Council spent £36m less than expected on capital schemes
Richard Youle – Local Democracy Reporter
The leader of Swansea Council has said plans to regenerate the city would remain ambitious despite a £36 million underspend on projects last year.
The council expected to plough through £157 million on capital schemes in 2022-23, such as the new office building at the former Oceana nightclub site on The Kingsway and the overhaul of the Palace Theatre, High Street. The capital programme also includes school and council housing upgrades.
The actual expenditure was £121 million, due to various challenges such as the complexity of some of the projects and procurement delays. Unspent capital money is carried over into the current financial year.
Labour leader, Cllr Robert Stewart, told a cabinet meeting that there had been some project “slippage”, but that the programme was still one of the largest in Wales. “I think it’s absolutely right that we continue with that ambition, even if we undershoot a little bit in what we deliver,” he said.
A report before cabinet listed around 50 projects with expenditure of more than £500,000 last year, including:
– New council houses: £10.9 million
– The Kingsway office building: £10.1 million
– Active travel (cycling and walking) routes: £6.2 million
– Road and pavement resurfacing: £4.2 million
– Palace Theatre refurbishment: £3.6 million
– Bishopston Comprehensive School upgrade: £3.6 million
– Copperworks Powerhouse renovation: £3 million
– Acquisition of Debenhams store: £2.7 million
– New Mumbles seawall: £1.5 million
The report also had a list of projects which had underspends of more than £500,000. These included a new all-weather sports pitch at Olchfa School, Sketty, due to a later than expected sale of land.
Active travel spending was also less than planned because of issues relating to an approved new route across Fairwood Common, linking Bishopston with Mayals.
And £7.2 million less than planned was paid to the contractor behind the £135 million city centre Copr Bay development scheme because of unfinished work and snagging issues.

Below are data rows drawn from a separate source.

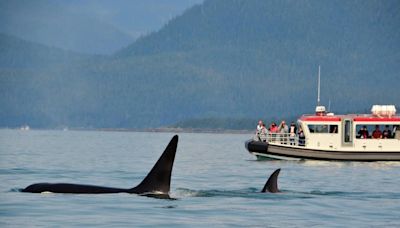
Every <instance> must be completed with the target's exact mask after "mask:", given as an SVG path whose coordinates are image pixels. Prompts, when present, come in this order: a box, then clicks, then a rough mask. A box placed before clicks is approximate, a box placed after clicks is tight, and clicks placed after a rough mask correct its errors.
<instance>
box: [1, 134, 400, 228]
mask: <svg viewBox="0 0 400 228" xmlns="http://www.w3.org/2000/svg"><path fill="white" fill-rule="evenodd" d="M172 136H173V134H172V133H136V132H100V131H39V130H31V131H19V130H0V227H32V226H33V227H35V226H40V227H60V226H62V227H65V226H67V227H73V226H75V227H83V226H96V227H132V226H149V227H155V226H156V227H158V226H170V227H176V226H182V227H187V226H199V227H205V226H213V227H214V226H259V227H309V226H316V227H321V226H323V227H343V226H346V227H382V226H385V227H399V226H400V163H396V162H374V163H359V162H357V163H356V162H316V161H306V162H287V161H256V160H255V157H253V156H251V155H250V154H249V153H247V151H246V150H245V148H244V141H245V140H247V139H248V138H250V137H251V136H252V135H234V134H188V133H181V134H179V136H180V138H179V144H178V151H177V155H176V159H175V165H174V170H173V173H172V183H171V195H172V196H173V197H175V198H177V200H162V199H154V198H148V197H141V196H137V195H129V194H104V195H69V194H49V193H48V194H32V193H21V192H19V191H18V190H19V189H21V188H24V187H26V186H28V185H30V184H32V183H37V182H69V183H79V184H94V185H103V186H109V187H121V188H128V187H133V186H135V185H136V184H138V183H139V182H140V181H141V180H142V178H143V177H144V176H145V175H146V174H147V172H148V171H149V170H150V169H151V167H152V166H153V164H154V163H155V161H156V160H157V159H158V157H159V156H160V155H161V153H162V152H163V150H164V148H165V146H166V145H167V144H168V142H169V140H170V139H171V137H172ZM277 168H282V170H281V174H280V177H279V187H280V189H281V191H282V193H279V194H262V193H259V191H260V190H261V188H262V187H263V185H264V184H265V182H266V180H267V178H268V176H269V175H270V174H271V173H272V172H273V171H274V170H275V169H277Z"/></svg>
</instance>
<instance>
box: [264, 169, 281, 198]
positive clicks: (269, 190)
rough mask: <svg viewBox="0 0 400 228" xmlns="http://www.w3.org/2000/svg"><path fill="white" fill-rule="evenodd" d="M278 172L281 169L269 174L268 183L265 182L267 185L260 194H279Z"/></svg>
mask: <svg viewBox="0 0 400 228" xmlns="http://www.w3.org/2000/svg"><path fill="white" fill-rule="evenodd" d="M280 171H281V169H277V170H275V172H273V173H272V174H271V176H270V177H269V178H268V181H267V183H265V186H264V188H263V189H262V190H261V192H270V193H276V192H279V189H278V176H279V172H280Z"/></svg>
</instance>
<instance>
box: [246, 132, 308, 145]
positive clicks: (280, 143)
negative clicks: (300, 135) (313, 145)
mask: <svg viewBox="0 0 400 228" xmlns="http://www.w3.org/2000/svg"><path fill="white" fill-rule="evenodd" d="M254 140H255V141H261V142H268V143H280V144H286V145H293V146H305V144H306V139H305V138H304V137H299V135H297V134H294V135H293V134H290V133H272V132H267V133H266V134H256V135H255V137H254Z"/></svg>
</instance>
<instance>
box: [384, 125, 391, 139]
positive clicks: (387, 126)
mask: <svg viewBox="0 0 400 228" xmlns="http://www.w3.org/2000/svg"><path fill="white" fill-rule="evenodd" d="M382 138H384V139H389V138H392V131H391V130H390V129H389V125H386V126H385V130H383V132H382Z"/></svg>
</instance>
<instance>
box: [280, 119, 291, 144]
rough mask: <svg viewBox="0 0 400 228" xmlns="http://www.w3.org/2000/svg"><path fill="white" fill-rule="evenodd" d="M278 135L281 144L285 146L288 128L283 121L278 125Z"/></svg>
mask: <svg viewBox="0 0 400 228" xmlns="http://www.w3.org/2000/svg"><path fill="white" fill-rule="evenodd" d="M279 133H280V134H279V135H280V141H281V143H283V144H286V143H287V136H288V133H289V128H288V126H287V125H286V122H285V121H284V120H282V122H281V124H279Z"/></svg>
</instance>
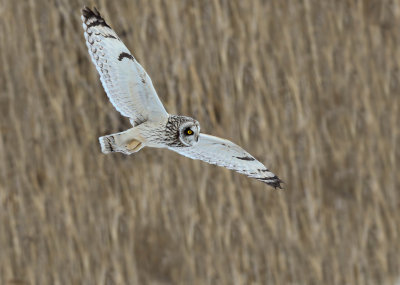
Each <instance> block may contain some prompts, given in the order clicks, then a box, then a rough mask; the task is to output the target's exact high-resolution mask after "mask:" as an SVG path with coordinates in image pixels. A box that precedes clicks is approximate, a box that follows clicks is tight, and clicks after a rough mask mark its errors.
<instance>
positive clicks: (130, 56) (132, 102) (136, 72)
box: [82, 7, 168, 125]
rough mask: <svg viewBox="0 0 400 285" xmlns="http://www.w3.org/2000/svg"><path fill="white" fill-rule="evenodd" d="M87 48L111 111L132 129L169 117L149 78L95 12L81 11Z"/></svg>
mask: <svg viewBox="0 0 400 285" xmlns="http://www.w3.org/2000/svg"><path fill="white" fill-rule="evenodd" d="M82 22H83V29H84V31H85V33H84V35H85V39H86V45H87V47H88V50H89V54H90V56H91V58H92V61H93V63H94V64H95V66H96V69H97V71H98V72H99V74H100V80H101V83H102V84H103V87H104V90H105V91H106V93H107V96H108V98H109V99H110V101H111V103H112V104H113V105H114V107H115V108H116V109H117V110H118V111H119V112H120V113H121V114H122V115H123V116H125V117H129V118H131V122H132V123H133V125H135V124H138V123H142V122H144V121H146V120H153V119H156V120H159V118H160V117H165V118H166V117H168V113H167V111H166V110H165V108H164V106H163V104H162V103H161V101H160V99H159V98H158V96H157V93H156V91H155V89H154V87H153V83H152V82H151V79H150V77H149V76H148V75H147V73H146V71H145V70H144V69H143V67H142V66H141V65H140V64H139V63H138V62H137V61H136V59H135V58H134V57H133V56H132V54H131V53H130V51H129V50H128V48H127V47H126V46H125V45H124V43H123V42H122V41H121V39H120V38H119V37H118V36H117V34H116V33H115V32H114V31H113V29H111V27H110V26H109V25H108V24H107V23H106V21H105V20H104V19H103V18H102V16H101V15H100V13H99V12H98V11H97V9H94V11H92V10H90V9H89V8H87V7H85V8H84V9H83V10H82Z"/></svg>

The contractor, Buckingham Group, stopped trading in August and has since gone into administration. Council chiefs in Swansea have said they have protected the authority’s financial position and that they did not anticipate the company’s situation leading to extra costs.

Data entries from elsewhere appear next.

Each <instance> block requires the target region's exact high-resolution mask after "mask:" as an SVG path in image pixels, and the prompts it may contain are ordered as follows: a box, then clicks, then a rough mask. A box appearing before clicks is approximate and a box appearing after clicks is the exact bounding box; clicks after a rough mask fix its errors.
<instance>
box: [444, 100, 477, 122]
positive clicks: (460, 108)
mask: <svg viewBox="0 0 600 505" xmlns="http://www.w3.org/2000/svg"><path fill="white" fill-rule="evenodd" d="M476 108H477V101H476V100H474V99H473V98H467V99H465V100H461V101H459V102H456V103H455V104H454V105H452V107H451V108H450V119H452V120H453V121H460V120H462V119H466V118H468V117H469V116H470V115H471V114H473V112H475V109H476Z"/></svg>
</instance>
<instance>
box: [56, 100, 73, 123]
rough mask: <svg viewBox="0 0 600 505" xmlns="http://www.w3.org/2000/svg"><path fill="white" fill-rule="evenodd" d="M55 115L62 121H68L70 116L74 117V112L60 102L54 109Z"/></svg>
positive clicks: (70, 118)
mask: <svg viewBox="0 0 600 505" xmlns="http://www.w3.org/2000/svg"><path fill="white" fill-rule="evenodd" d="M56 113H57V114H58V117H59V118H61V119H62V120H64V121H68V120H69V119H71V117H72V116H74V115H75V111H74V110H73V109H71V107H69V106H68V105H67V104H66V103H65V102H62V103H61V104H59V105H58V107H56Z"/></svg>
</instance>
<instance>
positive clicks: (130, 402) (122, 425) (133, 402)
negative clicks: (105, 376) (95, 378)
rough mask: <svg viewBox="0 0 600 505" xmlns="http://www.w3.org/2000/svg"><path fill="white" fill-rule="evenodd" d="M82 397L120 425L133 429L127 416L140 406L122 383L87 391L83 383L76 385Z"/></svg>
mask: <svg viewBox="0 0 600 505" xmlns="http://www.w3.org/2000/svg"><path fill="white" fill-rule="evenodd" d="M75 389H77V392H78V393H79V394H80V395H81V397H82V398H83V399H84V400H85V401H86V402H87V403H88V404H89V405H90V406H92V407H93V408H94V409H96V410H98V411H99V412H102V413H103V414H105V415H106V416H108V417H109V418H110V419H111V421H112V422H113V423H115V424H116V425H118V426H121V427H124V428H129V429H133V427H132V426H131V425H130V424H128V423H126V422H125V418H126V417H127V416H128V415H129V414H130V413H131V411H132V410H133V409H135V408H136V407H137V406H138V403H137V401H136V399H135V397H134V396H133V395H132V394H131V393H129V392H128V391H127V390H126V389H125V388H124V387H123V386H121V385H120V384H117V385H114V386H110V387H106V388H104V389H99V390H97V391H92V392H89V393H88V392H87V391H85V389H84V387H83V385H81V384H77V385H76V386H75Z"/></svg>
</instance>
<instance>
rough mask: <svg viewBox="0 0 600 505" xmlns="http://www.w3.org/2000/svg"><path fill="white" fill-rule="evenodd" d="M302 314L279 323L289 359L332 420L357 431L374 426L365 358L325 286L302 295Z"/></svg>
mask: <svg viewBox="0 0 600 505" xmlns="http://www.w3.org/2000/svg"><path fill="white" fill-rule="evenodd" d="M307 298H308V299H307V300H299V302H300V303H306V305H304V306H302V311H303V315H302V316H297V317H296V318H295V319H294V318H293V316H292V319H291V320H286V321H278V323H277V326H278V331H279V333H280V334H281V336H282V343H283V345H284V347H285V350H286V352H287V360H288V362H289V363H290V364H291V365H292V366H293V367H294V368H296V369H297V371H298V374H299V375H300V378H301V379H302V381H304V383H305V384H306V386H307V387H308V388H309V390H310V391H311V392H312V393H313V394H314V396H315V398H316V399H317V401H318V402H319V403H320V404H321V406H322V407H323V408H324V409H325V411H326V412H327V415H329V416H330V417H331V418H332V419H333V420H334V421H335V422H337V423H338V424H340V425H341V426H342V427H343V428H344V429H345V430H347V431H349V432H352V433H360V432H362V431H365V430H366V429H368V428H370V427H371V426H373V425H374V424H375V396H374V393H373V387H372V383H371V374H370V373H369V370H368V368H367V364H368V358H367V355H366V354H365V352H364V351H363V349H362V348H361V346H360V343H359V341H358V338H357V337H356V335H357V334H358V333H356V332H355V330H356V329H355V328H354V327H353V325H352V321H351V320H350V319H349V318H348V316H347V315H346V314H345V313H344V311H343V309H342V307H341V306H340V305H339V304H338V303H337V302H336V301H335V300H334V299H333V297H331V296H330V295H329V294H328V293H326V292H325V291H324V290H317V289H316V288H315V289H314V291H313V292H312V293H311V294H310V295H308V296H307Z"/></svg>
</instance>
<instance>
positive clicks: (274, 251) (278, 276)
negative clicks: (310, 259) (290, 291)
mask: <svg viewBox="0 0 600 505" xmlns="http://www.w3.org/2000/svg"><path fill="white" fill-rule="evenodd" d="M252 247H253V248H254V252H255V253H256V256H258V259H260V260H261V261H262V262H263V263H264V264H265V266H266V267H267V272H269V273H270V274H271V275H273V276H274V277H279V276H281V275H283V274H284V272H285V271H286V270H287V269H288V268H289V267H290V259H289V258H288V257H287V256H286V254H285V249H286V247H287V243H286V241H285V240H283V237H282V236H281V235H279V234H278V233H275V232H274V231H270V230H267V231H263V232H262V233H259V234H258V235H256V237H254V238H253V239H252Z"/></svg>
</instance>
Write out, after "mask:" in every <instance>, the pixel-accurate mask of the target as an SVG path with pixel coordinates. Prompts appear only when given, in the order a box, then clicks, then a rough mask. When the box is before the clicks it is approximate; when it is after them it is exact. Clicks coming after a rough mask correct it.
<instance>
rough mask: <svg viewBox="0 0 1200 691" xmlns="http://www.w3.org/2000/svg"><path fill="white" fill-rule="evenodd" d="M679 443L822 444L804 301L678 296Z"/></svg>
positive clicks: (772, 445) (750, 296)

Funding for capital schemes comes from central government grants and borrowing by the council, among other things.
Cllr Stewart said: “It’s very clear that what we are delivering is what we promised the people of Swansea.”
The Labour administration had hoped to secure a new tenant at the vacant Debenhams store by autumn last year but it remains empty. The council went on to acquire the Quadrant Shopping Centre building with Welsh Government funding.
Asked what the latest position was regarding the former Debenhams store, a council spokesman said: “We very much recognise the importance of the former Debenhams unit to the city centre, which is why we purchased the building earlier this year.
“Active discussions aimed at bringing the building back into retail use and securing new tenants are progressing, and we hope to be able to make further announcements in due course.”